I thought that was what my father wanted. It seemed as though he didn’t respect their marriage anyway. After a few visits, I noticed something was seriously wrong with him. He began to talk about getting back with my mother a lot…in fact, all the time. Then one day he called me to the phone,“Tell your mom what I’m about to do.” I was totally confused until I saw him pick up a normal drinking glass, then fill it with rat poison and water. I begged him not to drink it. I guess I spoke upon deaf ears. He grabbed the phone out of my hand,“If you don’t take me back, I will do this until I die.” I watched in horror as he finished the glass. He continued the same process every visit, for months. I cried and cried. I guess it didn’t matter to him if he ruins me mentally or not.


“His next words were,“I said go and ask them will they take me to the hospital, if I shoot myself!!!””



boyThe summer after my 9th birthday was the last time visiting my father for a long extended period of time. Soon after I arrived at his place, he began drinking. Then he offered to take me outside to shoot a few a rounds from his shotgun. After about an hour of shooting targets we re-entered the house. My dad drank more and more. The more he consumed, the more he talked about my mother. I said to myself, “Here he goes again, about to drink that poison.” He called my mom. She hung up instantly, yelling, “I’m not listing to that foolishness today!” I supposed that spun him for a loop, so he altered his plans. He turned to me, “Go to the neighbor’s house and ask them if I shoot myself will they take me to the hospital.” As the tears flowed from my face, I pleaded with him not to talk like that, and how much he scared me. As I cried, he yelled at me to go to do what he instructed me to do. While standing at the front door, I looked back at him as he stood in kitchen pointing a 12-gauge shotgun at his chest. I jumped out the front door with a message that I had to deliver. They lived right next door, but it seemed forever to get there. Finally, I get there. I didn’t waste any time blurting it out. “My dad said, my dad said, will u take him to the hospital if he shoots himself?” The neighbor told me to tell my dad to quit scaring me and put that gun away. I ran home to tell my dad what was said, hoping he listened to message I gave him. He didn’t listen at all. At that point he had this cold glare in his eyes. His drunken slurs were riddled with hurt and pain. His next words were, “I said, go and ask them will they take me to the hospital, if I shoot myself!!!” Before I could open the door, the room was filled with a glass shattering bang. I glanced at my dad as he fell to the floor, as blood filled the kitchen walls. I ran to him! The closer I got to him, the more gruesome the scene became. I called 9-1-1 as my life changed forever.

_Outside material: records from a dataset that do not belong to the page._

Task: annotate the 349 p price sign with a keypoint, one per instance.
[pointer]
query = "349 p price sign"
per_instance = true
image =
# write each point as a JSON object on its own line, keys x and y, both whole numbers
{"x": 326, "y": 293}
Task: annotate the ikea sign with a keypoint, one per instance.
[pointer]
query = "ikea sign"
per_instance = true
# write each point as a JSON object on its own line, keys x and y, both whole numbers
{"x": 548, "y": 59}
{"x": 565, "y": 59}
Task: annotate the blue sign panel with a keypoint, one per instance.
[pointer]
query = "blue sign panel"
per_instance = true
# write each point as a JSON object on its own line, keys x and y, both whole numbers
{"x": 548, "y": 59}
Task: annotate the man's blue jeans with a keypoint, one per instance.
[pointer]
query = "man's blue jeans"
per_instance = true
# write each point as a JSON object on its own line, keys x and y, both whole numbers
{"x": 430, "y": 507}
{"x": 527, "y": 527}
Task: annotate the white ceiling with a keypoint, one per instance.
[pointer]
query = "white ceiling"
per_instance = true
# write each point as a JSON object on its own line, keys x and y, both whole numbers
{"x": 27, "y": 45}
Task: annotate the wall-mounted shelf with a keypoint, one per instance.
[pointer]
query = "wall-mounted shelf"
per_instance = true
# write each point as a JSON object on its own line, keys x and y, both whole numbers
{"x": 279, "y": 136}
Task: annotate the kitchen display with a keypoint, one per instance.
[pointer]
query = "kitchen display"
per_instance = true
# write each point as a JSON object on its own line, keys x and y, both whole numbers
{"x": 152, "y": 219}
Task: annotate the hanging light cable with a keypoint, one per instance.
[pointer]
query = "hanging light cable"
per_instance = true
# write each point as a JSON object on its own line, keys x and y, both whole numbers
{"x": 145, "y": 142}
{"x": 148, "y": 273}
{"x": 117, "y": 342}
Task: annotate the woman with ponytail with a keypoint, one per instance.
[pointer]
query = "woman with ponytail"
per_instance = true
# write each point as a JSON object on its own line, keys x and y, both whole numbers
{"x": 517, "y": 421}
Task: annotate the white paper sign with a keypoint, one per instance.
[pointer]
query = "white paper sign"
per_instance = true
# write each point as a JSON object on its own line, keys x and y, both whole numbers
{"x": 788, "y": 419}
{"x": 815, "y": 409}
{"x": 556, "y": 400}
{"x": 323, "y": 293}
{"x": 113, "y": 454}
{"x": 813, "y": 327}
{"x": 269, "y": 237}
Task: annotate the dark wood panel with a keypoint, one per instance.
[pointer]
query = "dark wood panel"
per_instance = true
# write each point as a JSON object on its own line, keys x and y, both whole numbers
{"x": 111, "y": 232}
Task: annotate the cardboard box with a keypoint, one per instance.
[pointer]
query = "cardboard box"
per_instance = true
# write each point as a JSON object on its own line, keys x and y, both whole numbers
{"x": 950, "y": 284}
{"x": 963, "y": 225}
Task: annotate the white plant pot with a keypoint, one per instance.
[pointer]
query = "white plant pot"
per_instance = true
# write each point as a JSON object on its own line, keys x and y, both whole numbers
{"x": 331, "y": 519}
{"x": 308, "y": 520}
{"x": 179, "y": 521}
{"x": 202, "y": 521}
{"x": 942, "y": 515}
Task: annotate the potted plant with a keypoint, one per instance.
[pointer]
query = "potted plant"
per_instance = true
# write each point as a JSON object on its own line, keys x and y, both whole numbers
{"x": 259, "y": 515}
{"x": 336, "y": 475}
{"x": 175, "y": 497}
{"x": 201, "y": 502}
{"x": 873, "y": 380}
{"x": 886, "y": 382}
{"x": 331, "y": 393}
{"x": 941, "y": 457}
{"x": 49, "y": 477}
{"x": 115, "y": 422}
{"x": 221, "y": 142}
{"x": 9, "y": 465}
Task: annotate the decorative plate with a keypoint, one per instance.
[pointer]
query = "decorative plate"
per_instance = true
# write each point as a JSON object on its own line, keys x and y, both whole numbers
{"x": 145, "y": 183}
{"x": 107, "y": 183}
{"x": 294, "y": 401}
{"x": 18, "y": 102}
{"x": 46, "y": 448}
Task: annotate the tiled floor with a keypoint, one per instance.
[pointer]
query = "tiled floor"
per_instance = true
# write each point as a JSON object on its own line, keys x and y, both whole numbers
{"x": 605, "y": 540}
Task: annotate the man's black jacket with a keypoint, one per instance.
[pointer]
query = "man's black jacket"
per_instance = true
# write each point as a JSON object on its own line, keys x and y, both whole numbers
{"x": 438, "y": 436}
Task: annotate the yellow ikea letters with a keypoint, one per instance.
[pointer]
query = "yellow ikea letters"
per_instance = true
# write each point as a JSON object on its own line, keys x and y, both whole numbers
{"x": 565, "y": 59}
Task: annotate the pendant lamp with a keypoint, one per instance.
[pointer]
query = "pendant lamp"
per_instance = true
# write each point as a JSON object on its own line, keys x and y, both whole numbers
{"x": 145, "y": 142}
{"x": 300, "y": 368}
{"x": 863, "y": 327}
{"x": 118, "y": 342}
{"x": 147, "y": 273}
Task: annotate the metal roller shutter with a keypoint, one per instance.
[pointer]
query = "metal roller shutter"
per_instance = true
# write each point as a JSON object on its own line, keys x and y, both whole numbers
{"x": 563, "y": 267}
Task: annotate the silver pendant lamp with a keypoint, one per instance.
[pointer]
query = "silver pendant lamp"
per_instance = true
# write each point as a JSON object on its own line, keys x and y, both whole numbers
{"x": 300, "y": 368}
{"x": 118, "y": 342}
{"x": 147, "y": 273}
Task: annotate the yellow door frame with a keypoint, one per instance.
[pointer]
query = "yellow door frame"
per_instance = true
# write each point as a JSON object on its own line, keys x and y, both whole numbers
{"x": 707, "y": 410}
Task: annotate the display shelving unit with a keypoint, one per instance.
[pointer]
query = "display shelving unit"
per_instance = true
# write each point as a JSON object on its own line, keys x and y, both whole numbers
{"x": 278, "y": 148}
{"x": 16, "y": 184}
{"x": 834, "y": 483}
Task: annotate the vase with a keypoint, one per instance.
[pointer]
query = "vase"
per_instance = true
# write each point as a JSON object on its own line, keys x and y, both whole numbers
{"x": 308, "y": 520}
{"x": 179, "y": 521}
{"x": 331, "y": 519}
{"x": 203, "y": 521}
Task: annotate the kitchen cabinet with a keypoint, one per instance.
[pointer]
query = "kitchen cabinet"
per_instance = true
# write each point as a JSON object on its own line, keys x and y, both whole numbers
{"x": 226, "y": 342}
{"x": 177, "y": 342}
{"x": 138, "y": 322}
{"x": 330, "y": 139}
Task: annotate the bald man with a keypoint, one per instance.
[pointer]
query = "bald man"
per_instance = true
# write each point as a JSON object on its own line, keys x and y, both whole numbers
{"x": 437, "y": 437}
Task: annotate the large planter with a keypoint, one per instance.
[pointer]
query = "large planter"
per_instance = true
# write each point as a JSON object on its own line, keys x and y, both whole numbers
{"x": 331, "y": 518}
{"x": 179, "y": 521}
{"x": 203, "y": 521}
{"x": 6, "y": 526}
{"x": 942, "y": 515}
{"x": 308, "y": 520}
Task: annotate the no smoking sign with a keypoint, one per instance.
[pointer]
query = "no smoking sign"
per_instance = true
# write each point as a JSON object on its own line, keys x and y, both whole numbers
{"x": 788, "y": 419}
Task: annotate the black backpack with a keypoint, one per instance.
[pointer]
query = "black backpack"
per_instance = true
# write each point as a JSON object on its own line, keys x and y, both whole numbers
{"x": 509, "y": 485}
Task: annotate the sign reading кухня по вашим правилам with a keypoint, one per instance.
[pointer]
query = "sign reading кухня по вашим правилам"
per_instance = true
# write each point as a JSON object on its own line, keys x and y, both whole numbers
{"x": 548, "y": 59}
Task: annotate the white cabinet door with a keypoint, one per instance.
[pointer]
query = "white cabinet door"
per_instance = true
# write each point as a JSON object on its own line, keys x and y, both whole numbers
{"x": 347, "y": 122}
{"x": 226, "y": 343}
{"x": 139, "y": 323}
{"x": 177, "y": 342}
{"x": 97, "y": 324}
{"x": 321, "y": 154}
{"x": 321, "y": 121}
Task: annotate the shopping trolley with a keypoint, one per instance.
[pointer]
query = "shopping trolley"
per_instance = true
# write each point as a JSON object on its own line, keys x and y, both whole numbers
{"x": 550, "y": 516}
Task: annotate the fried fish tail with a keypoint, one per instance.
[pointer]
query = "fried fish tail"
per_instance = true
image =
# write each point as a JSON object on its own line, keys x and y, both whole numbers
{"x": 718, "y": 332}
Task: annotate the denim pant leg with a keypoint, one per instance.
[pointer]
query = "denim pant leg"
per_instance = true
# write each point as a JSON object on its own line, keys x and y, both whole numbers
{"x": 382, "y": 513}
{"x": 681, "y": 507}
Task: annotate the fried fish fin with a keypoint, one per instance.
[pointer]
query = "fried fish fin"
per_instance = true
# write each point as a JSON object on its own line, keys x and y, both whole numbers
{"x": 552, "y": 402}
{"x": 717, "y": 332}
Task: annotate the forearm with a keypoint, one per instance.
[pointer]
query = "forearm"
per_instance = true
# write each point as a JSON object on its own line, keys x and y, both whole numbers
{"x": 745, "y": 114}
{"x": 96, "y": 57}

Just keep this in mind. Maybe-I don’t have ADHD. Maybe-I don’t have a learning disability, Maybe-I don’t need Adderall to focus. Maybe every time I blink my eyes I see my father’s spleen and intestines all over his kitchen walls. In that moment, I could care less about your lecture and weekly standards. I know I may exhaust you, but please don’t give up on me.


As the young man revealed his story, I looked at him in total disbelief. I lingered on every word he uttered. I know demographics and home life are often used to justify certain behaviors, or not being relentless for success. Educators have a legitimate gripe. I’m not disputing it. In several cases it’s very much true. I’m merely stating it may take someone a tad bit longer to be receptive to what you’re feeding them. I don’t think their drive is nonexistence. It’s just in neutral, needing a dream, with the right person to ignite it. This is only one child’s story…there are thousands more. It may be difficult to continuously pell back layers to reach them. However, they do want more in life. So, please don’t give up on them so soon!